As fantastical as the memo sounds, subsequent events could be said to support it. In a humiliating public spectacle, Trump dangled the post before Romney until early December, then rejected him. There are plenty of domestic political reasons that Trump may have turned against Romney. Trump loyalists, for instance, noted Romney’s public opposition to Trump during the campaign. Roger Stone, the longtime Trump aide, has suggested that Trump was vengefully tormenting Romney, and had never seriously considered him. (Romney declined to comment. The White House said that he was never a first choice for the role and declined to comment about any communications that the Trump team may have had with Russia on the subject.) In any case, on December 13, 2016, Trump gave Rex Tillerson, the C.E.O. of ExxonMobil, the job. The choice was a surprise to most, and a happy one in Moscow, because Tillerson’s business ties with the Kremlin were long-standing and warm. (In 2011, he brokered a historic partnership between ExxonMobil and Rosneft.) After the election, Congress imposed additional sanctions on Russia, in retaliation for its interference, but Trump and Tillerson have resisted enacting them.

Sorry for the mega-quote but it’s important. Team Trump may have given an unfriendly foreign country veto power over who would be Secretary of State. The Kremlin got their man in a scenario that le Carre’s KGB mastermind character Karla would find most inspirational. Karla would be smiling, not Smiley.

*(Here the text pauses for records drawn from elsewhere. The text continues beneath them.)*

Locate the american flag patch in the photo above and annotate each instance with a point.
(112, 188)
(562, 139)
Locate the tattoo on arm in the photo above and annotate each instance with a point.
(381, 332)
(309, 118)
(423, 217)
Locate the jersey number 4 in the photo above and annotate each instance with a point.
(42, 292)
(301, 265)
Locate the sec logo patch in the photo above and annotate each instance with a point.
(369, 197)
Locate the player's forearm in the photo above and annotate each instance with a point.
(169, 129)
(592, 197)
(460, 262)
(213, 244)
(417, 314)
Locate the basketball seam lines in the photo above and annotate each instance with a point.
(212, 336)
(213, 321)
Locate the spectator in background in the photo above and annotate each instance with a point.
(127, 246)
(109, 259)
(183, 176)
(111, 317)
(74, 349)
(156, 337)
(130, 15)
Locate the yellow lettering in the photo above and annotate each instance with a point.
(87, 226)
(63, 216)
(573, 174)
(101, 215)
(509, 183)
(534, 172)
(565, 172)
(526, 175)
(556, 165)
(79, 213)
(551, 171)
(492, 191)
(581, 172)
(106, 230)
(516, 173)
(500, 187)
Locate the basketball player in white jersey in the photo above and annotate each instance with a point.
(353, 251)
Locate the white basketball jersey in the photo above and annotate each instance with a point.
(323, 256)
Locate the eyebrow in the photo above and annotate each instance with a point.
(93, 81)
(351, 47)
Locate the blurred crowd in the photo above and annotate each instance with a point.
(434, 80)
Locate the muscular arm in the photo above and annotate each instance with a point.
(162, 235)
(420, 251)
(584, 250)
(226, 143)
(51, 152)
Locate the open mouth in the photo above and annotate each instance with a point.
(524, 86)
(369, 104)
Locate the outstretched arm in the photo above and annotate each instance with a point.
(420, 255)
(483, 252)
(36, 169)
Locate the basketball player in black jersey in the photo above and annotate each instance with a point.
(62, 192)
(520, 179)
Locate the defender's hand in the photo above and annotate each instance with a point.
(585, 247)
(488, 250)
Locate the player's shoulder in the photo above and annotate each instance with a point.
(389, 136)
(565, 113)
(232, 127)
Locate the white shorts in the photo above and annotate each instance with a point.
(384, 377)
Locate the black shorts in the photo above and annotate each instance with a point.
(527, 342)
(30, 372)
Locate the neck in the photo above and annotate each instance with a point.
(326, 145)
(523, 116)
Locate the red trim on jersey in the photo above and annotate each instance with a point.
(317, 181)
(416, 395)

Now that I’ve bummed everyone out, it’s time for some comic relief and I’m not talking about the Billy-Robin-Whoopi benefit thing either.

Saturday GIF Horse: The musical stylings of Jackie Gleason were featured last Wednesday at First Draft. The Great One was not only a conductor, he was light on his feet for a corpulent comedian.

Here are two GIFs showing Gleason on The Honeymooners dancing in the Kramden’s cramped apartment.

The Honeymooners GIF - Find & Share on GIPHY

Art Carney had some moves too, y’all.

It’s time for our favorite stolen feature.

Separated At Birth: I’ve long thought Bert Lahr as the Cowardly Lion bore a strong resemblance to the dread rock star David Crosby.

This feature has gone from the BAPD last week, to the biggest asshole in classic rock, BACR. And I’m not lion. Believe me.

It’s time for some palate cleansing music.

Saturday Classic: I mocked Der Bingle earlier in the post. It’s time to redeem myself with this 1971 album with the great Bill Basie. It features what Bing-n-Basie would have surely called the hits of the day all Basie-fied.

That’s it for this week. I originally planned to give Michael Keaton as Beetlejuice the last bat word last week but he got bumped. The fucker has been haunting me ever since. I hope this breaks the spell: the maniacal laughter is annoying.